Hacker News new | ask | show | jobs
by romaniv 2829 days ago
I'm curious about this as well. No one seem to be talking about specific attacks mitigated by blockchains as opposed to authorities signing current state.

The definition implies that if someone says "I'm on block 1000" they cannot create altered version of history without touching all the blocks after the change.

But how is this useful? If there is a disagreement about the last block, majority wins, right? So couldn't majority simply have the most up-to-date version of the database with a single signature?

3 comments

The attacks that blockchain can protect against are:

- Fraud

- DDoS

- Censorship

The usefulness of a consensus protocol is that no one party can be trusted to have the most up-to-date AND valid blockchain. Every node has the incentive to cheat and the consensus rules define a method of evaluating the proposed chain of blocks and determine it's "trustworthiness". In PoW this is often an algorithm like Greedy Heaviest Observed Sub-Tree (GHOST) which favours the fork with the highest accumulated work.

This is why it's important that mining is an expensive activity, to discourage attackers from wasting thousands of euros in electricity and then losing the block reward payment.

>The usefulness of a consensus protocol is that no one party can be trusted to have the most up-to-date AND valid blockchain.

Consensus protocols do not require mining. You can simply poll X random nodes and compare what they tell you. I don't understand what mining adds to the equation. Okay, instead of "I need to control 50% of all nodes" it becomes "I need to control 50% of all mining capacity". Is that the point of mining? To make inserting hordes of cheap lying nodes impossible?

I didn't say that consensus protocols needed mining, only PoW which is a consensus protocol uses it.

You can poll multiple nodes and each one will give you a different answer because of message propagation times.

Mining fulfils two roles:

- identity management: To identify who is a trustworthy block producer in an anonymous and trustless network, mining introduces a cost to the block generation process and we use a game theory assumption that it serves as a barrier for attackers. This doesn't mean there aren't validation checks performed by other nodes in the network and the consensus forming rules themselves of course.

- consensus formation: In a distributed network, nodes are bound to disagree on which is the canonical chain out of two or more competing forks. The most common algorithm calculates the accumulated computational effort of each chain of blocks and picks the "heaviest" one, ie the one with the most work done on it. This has the nice side effect of ensuring economic finality for the transactions in those blocks.

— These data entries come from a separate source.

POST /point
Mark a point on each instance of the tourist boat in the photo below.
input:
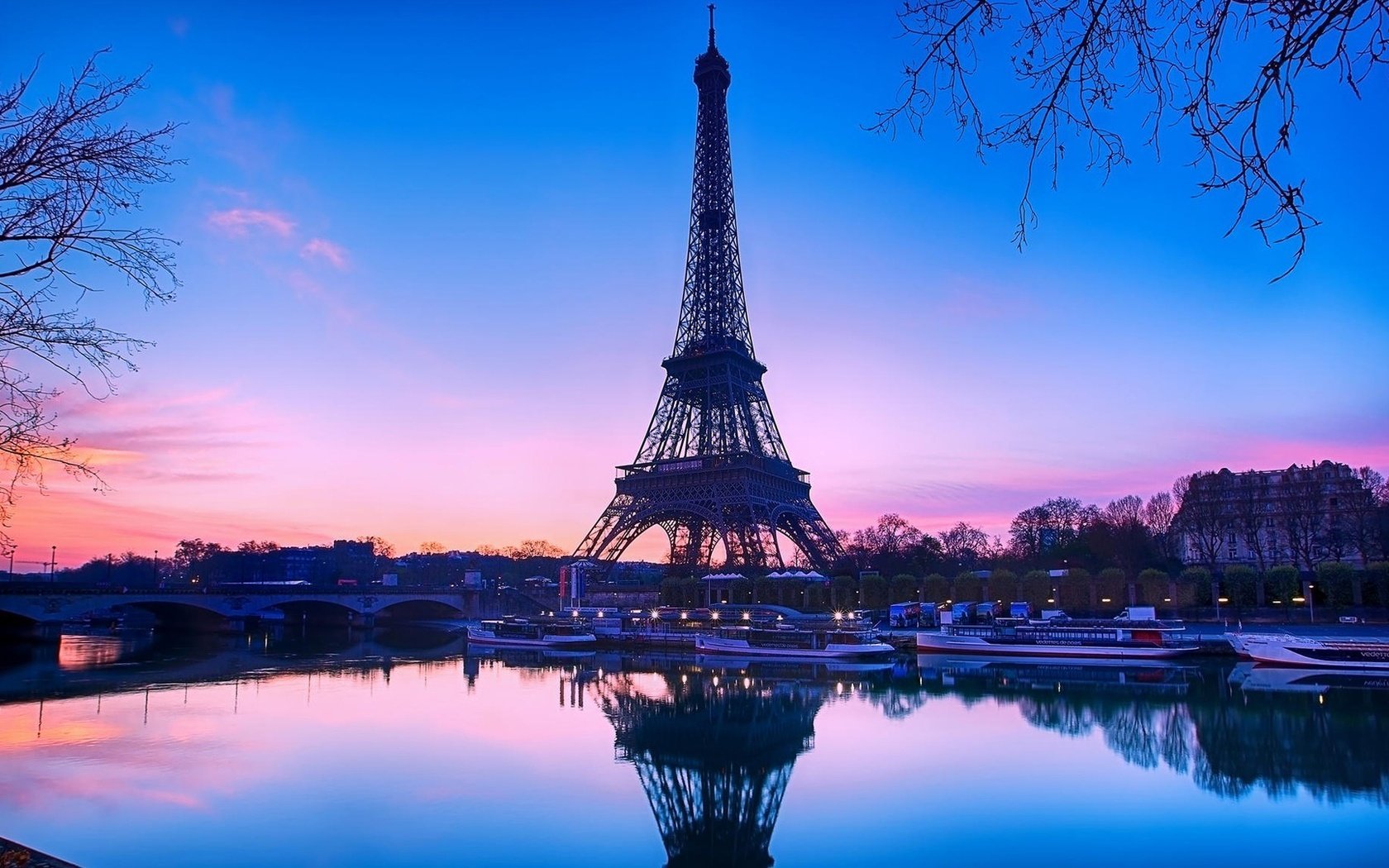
(792, 641)
(1284, 649)
(531, 632)
(1258, 677)
(1068, 637)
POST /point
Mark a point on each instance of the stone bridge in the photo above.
(359, 606)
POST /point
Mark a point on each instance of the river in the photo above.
(332, 749)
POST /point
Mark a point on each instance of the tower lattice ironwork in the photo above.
(713, 465)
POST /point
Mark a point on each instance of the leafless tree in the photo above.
(1227, 69)
(1252, 518)
(71, 175)
(1301, 516)
(1158, 518)
(1362, 513)
(1202, 513)
(964, 543)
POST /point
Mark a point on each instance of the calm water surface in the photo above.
(402, 751)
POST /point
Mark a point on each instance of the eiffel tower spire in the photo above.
(713, 467)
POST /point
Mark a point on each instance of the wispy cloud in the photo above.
(241, 221)
(322, 249)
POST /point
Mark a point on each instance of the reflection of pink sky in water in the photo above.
(327, 768)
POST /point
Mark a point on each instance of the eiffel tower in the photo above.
(713, 465)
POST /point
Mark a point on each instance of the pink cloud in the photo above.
(335, 255)
(239, 221)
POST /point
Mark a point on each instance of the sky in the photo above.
(431, 260)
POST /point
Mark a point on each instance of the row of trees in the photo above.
(1301, 517)
(1129, 533)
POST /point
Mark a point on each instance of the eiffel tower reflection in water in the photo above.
(714, 755)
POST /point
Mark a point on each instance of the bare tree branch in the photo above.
(69, 175)
(1082, 59)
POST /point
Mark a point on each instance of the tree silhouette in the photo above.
(69, 178)
(1227, 69)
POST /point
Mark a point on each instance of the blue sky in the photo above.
(432, 260)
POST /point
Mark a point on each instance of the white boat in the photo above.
(1070, 637)
(531, 632)
(1358, 653)
(1303, 680)
(786, 641)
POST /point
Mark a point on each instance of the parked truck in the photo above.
(1138, 613)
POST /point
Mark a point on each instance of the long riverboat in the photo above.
(790, 641)
(1068, 637)
(1262, 677)
(532, 632)
(1284, 649)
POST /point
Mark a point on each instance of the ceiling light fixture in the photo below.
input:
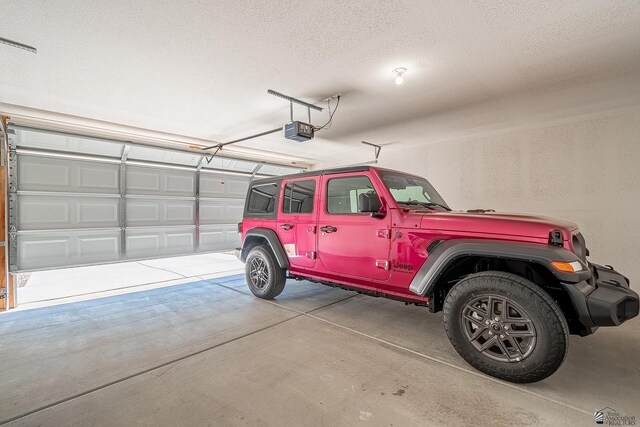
(399, 75)
(18, 45)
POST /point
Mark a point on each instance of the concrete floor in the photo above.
(44, 288)
(209, 353)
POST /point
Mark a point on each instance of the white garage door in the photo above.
(76, 200)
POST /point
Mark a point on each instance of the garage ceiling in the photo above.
(202, 68)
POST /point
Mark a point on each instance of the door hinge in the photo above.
(384, 233)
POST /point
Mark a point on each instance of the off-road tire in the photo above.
(264, 276)
(462, 312)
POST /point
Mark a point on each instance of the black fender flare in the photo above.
(272, 240)
(448, 251)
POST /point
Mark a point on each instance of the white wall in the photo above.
(583, 170)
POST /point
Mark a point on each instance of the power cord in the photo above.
(317, 128)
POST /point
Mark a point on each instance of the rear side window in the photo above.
(298, 197)
(343, 194)
(263, 199)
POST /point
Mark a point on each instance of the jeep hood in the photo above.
(492, 223)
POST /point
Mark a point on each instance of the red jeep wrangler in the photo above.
(512, 287)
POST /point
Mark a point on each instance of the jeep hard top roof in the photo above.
(316, 173)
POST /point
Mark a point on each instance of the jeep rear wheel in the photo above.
(506, 326)
(264, 276)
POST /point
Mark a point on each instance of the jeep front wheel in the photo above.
(506, 326)
(264, 276)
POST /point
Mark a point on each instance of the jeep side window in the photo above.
(298, 197)
(343, 194)
(262, 198)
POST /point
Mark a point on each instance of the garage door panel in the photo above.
(31, 138)
(66, 175)
(154, 242)
(221, 211)
(48, 212)
(223, 185)
(166, 182)
(146, 212)
(67, 248)
(219, 237)
(78, 200)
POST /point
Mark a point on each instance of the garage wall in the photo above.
(587, 171)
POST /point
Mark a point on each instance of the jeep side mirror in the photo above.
(371, 203)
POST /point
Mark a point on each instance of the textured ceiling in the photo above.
(202, 68)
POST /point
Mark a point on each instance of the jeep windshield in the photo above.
(412, 190)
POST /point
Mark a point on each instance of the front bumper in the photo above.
(605, 299)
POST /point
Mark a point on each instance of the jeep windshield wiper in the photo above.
(430, 205)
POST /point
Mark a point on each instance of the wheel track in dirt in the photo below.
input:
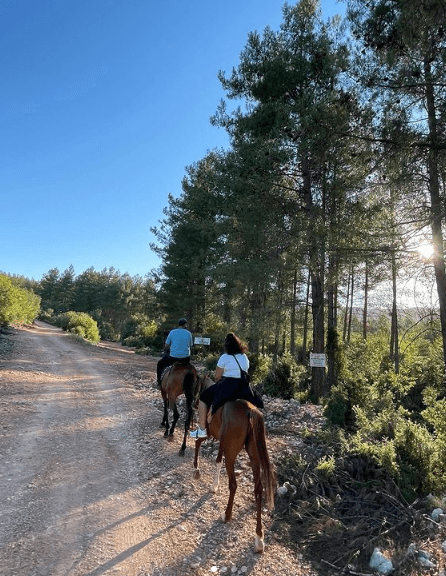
(88, 484)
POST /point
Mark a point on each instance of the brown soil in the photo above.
(90, 486)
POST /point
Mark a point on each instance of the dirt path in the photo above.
(88, 484)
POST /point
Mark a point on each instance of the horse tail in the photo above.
(189, 383)
(259, 436)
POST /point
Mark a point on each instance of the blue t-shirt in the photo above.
(180, 342)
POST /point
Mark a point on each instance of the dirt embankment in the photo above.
(89, 485)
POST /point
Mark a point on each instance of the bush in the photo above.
(284, 378)
(17, 305)
(140, 332)
(79, 323)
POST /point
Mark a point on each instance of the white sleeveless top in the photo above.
(230, 366)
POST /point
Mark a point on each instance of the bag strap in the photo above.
(238, 365)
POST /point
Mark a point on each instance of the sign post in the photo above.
(317, 360)
(198, 340)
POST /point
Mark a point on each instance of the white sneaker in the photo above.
(198, 433)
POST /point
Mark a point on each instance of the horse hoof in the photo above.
(259, 545)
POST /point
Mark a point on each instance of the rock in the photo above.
(282, 491)
(380, 563)
(424, 558)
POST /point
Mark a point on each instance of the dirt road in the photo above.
(89, 485)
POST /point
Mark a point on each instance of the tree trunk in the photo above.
(347, 307)
(366, 301)
(436, 204)
(305, 330)
(332, 329)
(293, 317)
(394, 336)
(350, 314)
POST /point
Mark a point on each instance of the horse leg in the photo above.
(258, 490)
(165, 421)
(176, 415)
(198, 443)
(218, 460)
(226, 517)
(189, 413)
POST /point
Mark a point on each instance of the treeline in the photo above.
(334, 177)
(123, 307)
(335, 174)
(17, 304)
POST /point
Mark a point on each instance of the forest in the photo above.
(318, 231)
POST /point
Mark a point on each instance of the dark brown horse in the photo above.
(176, 380)
(240, 424)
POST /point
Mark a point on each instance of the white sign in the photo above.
(202, 340)
(317, 360)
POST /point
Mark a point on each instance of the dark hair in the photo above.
(233, 344)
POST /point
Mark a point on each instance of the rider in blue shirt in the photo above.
(178, 344)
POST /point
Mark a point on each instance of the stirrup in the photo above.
(198, 433)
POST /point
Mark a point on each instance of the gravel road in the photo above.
(89, 485)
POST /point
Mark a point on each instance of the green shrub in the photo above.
(79, 323)
(17, 305)
(284, 378)
(140, 332)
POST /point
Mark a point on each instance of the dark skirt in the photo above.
(229, 389)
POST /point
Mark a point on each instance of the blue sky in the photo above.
(103, 105)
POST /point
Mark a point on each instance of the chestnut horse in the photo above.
(177, 379)
(236, 424)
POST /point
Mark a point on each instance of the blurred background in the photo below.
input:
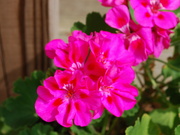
(26, 26)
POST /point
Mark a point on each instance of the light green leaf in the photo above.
(78, 26)
(131, 112)
(38, 129)
(143, 127)
(167, 119)
(19, 111)
(88, 130)
(177, 130)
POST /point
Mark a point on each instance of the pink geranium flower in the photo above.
(69, 98)
(75, 55)
(149, 12)
(112, 3)
(137, 39)
(72, 55)
(161, 40)
(108, 48)
(117, 93)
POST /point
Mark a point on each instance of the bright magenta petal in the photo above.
(66, 113)
(44, 93)
(112, 104)
(118, 17)
(170, 4)
(45, 110)
(137, 3)
(165, 20)
(143, 16)
(51, 47)
(51, 83)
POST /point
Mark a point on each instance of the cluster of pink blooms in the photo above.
(98, 67)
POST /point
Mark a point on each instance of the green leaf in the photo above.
(143, 127)
(19, 111)
(88, 130)
(78, 26)
(167, 119)
(177, 130)
(173, 91)
(173, 69)
(131, 112)
(94, 22)
(38, 129)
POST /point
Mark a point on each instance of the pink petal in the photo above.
(128, 101)
(83, 116)
(118, 17)
(138, 48)
(165, 20)
(147, 37)
(99, 112)
(45, 110)
(170, 4)
(143, 16)
(52, 46)
(51, 83)
(125, 88)
(112, 104)
(112, 3)
(137, 3)
(78, 51)
(66, 113)
(62, 59)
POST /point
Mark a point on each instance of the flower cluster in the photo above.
(98, 70)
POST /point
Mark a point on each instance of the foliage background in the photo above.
(157, 111)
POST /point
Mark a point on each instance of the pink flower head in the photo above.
(67, 98)
(108, 48)
(161, 40)
(117, 93)
(72, 55)
(137, 39)
(148, 12)
(112, 3)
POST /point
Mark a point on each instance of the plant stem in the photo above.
(169, 65)
(113, 125)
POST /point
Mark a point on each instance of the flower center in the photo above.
(76, 66)
(155, 6)
(70, 90)
(105, 90)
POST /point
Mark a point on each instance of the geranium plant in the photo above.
(103, 81)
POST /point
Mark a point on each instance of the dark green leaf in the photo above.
(95, 22)
(166, 119)
(143, 127)
(19, 111)
(173, 69)
(78, 26)
(177, 130)
(131, 112)
(173, 91)
(88, 130)
(39, 129)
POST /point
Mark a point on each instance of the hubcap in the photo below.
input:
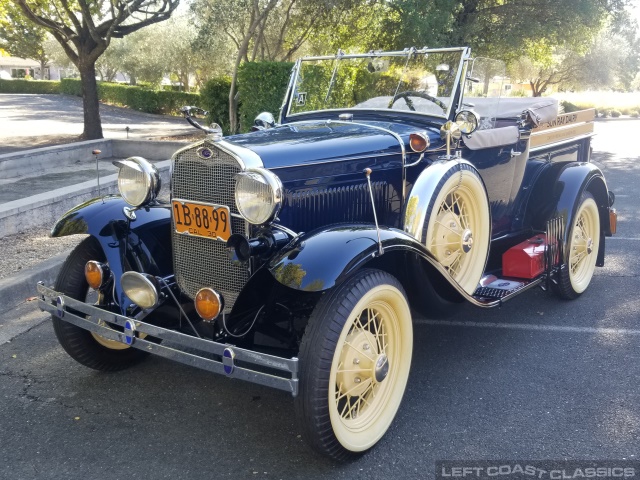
(381, 369)
(467, 241)
(363, 366)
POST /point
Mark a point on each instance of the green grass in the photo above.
(627, 103)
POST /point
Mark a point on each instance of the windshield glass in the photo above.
(423, 82)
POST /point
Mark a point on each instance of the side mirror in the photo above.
(467, 121)
(263, 121)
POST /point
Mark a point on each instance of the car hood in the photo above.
(309, 142)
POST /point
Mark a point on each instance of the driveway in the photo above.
(29, 121)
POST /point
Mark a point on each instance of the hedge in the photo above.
(262, 86)
(214, 97)
(137, 98)
(29, 86)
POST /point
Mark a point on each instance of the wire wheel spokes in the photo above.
(453, 221)
(582, 244)
(356, 383)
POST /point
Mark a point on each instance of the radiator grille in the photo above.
(197, 261)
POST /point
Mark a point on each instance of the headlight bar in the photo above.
(143, 186)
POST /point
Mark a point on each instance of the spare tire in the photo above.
(457, 226)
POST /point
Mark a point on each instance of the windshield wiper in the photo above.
(333, 75)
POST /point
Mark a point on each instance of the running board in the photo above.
(499, 290)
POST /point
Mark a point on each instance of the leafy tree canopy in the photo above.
(85, 28)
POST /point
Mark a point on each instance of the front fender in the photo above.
(143, 244)
(322, 259)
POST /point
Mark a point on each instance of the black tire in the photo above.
(582, 247)
(344, 412)
(81, 344)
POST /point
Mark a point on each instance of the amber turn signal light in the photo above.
(208, 304)
(418, 142)
(96, 274)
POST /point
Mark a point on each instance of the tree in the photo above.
(267, 29)
(561, 68)
(21, 38)
(503, 29)
(85, 29)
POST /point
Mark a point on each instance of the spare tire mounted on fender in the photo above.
(456, 223)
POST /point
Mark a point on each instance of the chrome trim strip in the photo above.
(561, 143)
(355, 109)
(466, 52)
(245, 157)
(283, 366)
(332, 160)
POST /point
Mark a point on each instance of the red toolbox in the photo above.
(525, 260)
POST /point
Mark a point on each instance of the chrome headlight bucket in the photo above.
(141, 288)
(258, 195)
(138, 180)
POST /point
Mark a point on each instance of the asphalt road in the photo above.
(539, 378)
(30, 121)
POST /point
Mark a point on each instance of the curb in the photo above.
(16, 289)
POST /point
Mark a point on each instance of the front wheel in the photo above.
(89, 349)
(355, 359)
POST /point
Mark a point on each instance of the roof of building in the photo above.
(18, 62)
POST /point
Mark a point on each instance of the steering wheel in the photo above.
(413, 93)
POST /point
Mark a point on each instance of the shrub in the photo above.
(214, 97)
(262, 86)
(569, 107)
(135, 97)
(71, 86)
(29, 86)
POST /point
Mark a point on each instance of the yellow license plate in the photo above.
(202, 220)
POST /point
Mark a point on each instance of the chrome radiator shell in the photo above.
(199, 261)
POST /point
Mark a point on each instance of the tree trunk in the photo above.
(92, 123)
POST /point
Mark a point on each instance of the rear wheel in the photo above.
(89, 349)
(583, 245)
(355, 359)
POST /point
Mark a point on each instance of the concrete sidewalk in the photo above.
(25, 118)
(42, 184)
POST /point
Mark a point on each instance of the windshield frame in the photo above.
(465, 53)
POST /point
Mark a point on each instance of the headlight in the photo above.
(258, 195)
(138, 180)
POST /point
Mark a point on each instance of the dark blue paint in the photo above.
(321, 259)
(144, 244)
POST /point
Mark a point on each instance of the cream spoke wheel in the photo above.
(582, 246)
(357, 389)
(459, 226)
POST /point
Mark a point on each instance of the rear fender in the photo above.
(570, 184)
(143, 244)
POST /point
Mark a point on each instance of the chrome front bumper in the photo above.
(205, 354)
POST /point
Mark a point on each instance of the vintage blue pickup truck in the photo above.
(393, 184)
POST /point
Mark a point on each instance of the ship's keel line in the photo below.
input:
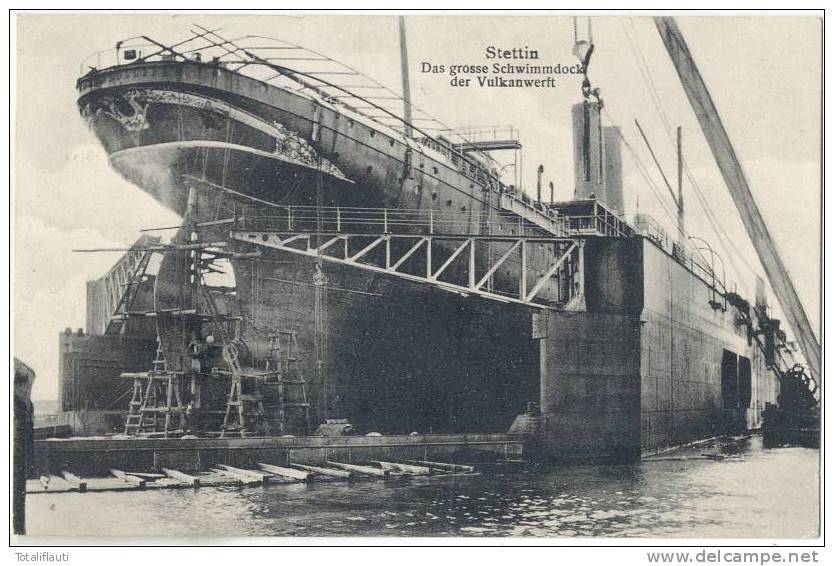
(326, 247)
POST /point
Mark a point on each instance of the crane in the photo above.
(736, 181)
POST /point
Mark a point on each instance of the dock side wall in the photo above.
(590, 362)
(683, 345)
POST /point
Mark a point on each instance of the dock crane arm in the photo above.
(734, 178)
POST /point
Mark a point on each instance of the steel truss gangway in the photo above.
(391, 252)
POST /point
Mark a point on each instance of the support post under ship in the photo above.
(385, 279)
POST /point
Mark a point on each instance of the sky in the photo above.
(763, 73)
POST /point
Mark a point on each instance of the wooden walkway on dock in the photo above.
(226, 475)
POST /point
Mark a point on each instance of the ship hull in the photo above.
(400, 357)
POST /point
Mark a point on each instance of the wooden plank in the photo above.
(146, 475)
(76, 481)
(364, 470)
(133, 480)
(181, 477)
(409, 469)
(254, 474)
(328, 472)
(289, 473)
(245, 479)
(443, 466)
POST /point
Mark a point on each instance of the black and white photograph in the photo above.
(406, 277)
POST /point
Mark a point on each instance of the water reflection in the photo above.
(744, 491)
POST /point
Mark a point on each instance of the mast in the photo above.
(736, 181)
(681, 230)
(406, 83)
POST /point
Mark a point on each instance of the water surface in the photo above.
(753, 492)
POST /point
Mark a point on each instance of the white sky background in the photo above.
(763, 74)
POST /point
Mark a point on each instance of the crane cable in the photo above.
(722, 234)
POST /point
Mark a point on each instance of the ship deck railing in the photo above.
(517, 218)
(368, 220)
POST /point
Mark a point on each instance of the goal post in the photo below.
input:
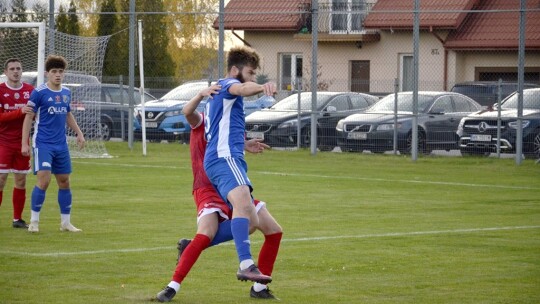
(40, 64)
(31, 42)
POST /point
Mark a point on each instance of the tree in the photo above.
(157, 60)
(19, 11)
(40, 12)
(193, 43)
(73, 20)
(107, 24)
(61, 20)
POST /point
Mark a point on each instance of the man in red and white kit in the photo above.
(14, 95)
(213, 214)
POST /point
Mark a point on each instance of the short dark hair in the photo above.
(10, 60)
(55, 62)
(243, 56)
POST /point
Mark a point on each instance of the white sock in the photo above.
(34, 216)
(246, 263)
(259, 287)
(65, 219)
(174, 285)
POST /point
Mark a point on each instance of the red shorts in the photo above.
(208, 201)
(11, 160)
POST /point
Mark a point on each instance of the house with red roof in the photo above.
(364, 45)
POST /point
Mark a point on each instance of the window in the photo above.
(291, 71)
(347, 16)
(341, 103)
(360, 75)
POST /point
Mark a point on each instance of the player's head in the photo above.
(242, 62)
(55, 62)
(13, 70)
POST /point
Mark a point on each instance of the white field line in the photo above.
(331, 177)
(307, 239)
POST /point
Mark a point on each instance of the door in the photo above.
(360, 76)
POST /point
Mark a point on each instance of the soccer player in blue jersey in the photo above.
(51, 110)
(224, 158)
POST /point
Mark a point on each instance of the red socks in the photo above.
(268, 254)
(19, 198)
(190, 256)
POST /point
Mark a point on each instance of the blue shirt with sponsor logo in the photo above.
(51, 108)
(224, 123)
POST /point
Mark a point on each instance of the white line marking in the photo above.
(329, 176)
(362, 236)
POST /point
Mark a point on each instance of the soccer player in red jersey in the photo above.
(13, 97)
(213, 219)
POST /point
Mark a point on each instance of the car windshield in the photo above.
(291, 103)
(531, 100)
(405, 103)
(185, 91)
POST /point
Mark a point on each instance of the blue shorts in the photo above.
(226, 174)
(56, 161)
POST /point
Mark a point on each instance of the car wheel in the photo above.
(422, 147)
(106, 130)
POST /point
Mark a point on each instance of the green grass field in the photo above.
(358, 228)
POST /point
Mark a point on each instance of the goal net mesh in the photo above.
(85, 64)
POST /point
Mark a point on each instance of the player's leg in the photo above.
(229, 175)
(267, 256)
(5, 161)
(21, 167)
(62, 169)
(42, 170)
(3, 180)
(19, 199)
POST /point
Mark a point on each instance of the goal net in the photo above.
(32, 42)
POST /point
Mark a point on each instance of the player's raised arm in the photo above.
(190, 109)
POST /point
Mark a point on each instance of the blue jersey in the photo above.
(51, 108)
(224, 123)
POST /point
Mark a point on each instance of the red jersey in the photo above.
(197, 147)
(11, 118)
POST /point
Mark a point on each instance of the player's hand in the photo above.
(27, 110)
(255, 145)
(25, 149)
(269, 89)
(80, 141)
(211, 90)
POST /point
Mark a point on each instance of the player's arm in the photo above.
(190, 109)
(250, 88)
(27, 126)
(14, 115)
(72, 124)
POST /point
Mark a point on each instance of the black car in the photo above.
(478, 132)
(439, 114)
(111, 101)
(486, 93)
(278, 125)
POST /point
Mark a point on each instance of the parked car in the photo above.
(164, 119)
(439, 114)
(278, 125)
(113, 103)
(478, 132)
(486, 93)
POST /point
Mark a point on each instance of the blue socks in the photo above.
(38, 197)
(64, 200)
(224, 233)
(240, 232)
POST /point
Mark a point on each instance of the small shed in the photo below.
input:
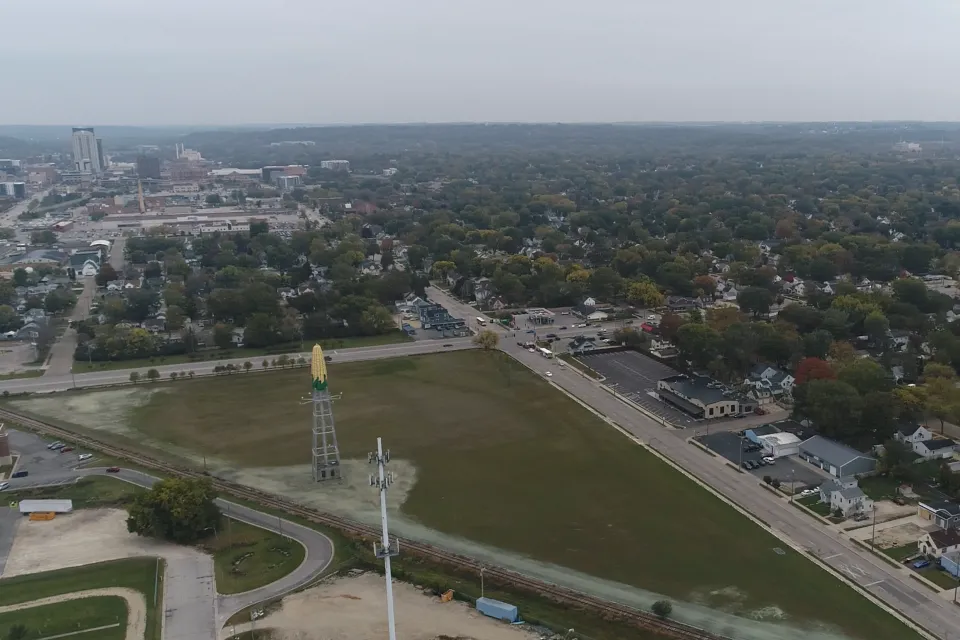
(497, 609)
(45, 506)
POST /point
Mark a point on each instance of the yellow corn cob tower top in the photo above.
(318, 369)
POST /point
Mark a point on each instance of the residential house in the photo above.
(936, 543)
(154, 325)
(935, 448)
(699, 396)
(680, 304)
(844, 495)
(911, 433)
(767, 377)
(836, 459)
(944, 513)
(86, 265)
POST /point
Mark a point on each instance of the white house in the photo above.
(936, 543)
(764, 377)
(909, 434)
(779, 445)
(845, 495)
(935, 448)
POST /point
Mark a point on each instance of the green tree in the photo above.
(662, 609)
(17, 631)
(755, 300)
(876, 326)
(487, 340)
(223, 335)
(20, 277)
(106, 274)
(180, 510)
(834, 407)
(698, 343)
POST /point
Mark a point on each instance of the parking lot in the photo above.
(786, 470)
(635, 376)
(41, 463)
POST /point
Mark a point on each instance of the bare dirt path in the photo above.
(353, 608)
(136, 607)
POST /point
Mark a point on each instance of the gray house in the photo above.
(836, 459)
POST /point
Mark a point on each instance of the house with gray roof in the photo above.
(845, 495)
(699, 396)
(836, 459)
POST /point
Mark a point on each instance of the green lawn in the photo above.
(938, 576)
(137, 574)
(93, 491)
(813, 503)
(504, 459)
(901, 553)
(33, 373)
(246, 557)
(71, 617)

>Is that the point of mining? To make inserting hordes of cheap lying nodes impossible?

That's called a Sybil attack, and yes that's one of the reasons.

Mining also makes creating blocks have a real world energy cost. So rewriting history quickly becomes almost impossible as blocks are added. An attacker would have to have more than 50% of all mining power for a sustained period of time.

I suggest reading the Bitcoin whitepaper, it's short and sweet.

https://bitcoin.org/bitcoin.pdf

>as opposed to authorities signing current state

That's what it solves. It removes the need for trust and dependence in a central authority. There's no central actor to hack, or that can abuse the system, or be compelled to censor.

Consider Paypal. They're obligated to follow the regulations of every single government whose citizens they serve. Paypal themselves can also make value judgements. That severely limits who can use the system, for what purposes, in what quantities, and how frequently.

FWIW, if a single actor could take command of more than 50% of a chain's hashrate then yes, they could take over and rewrite history. The theory was that this would be far too expensive in power and time for any such attack to succeed and if it did - the chain would simply fork at time pervious to the attack and the person that had taken the now defunct chain over would be the only person operating on that blockchain.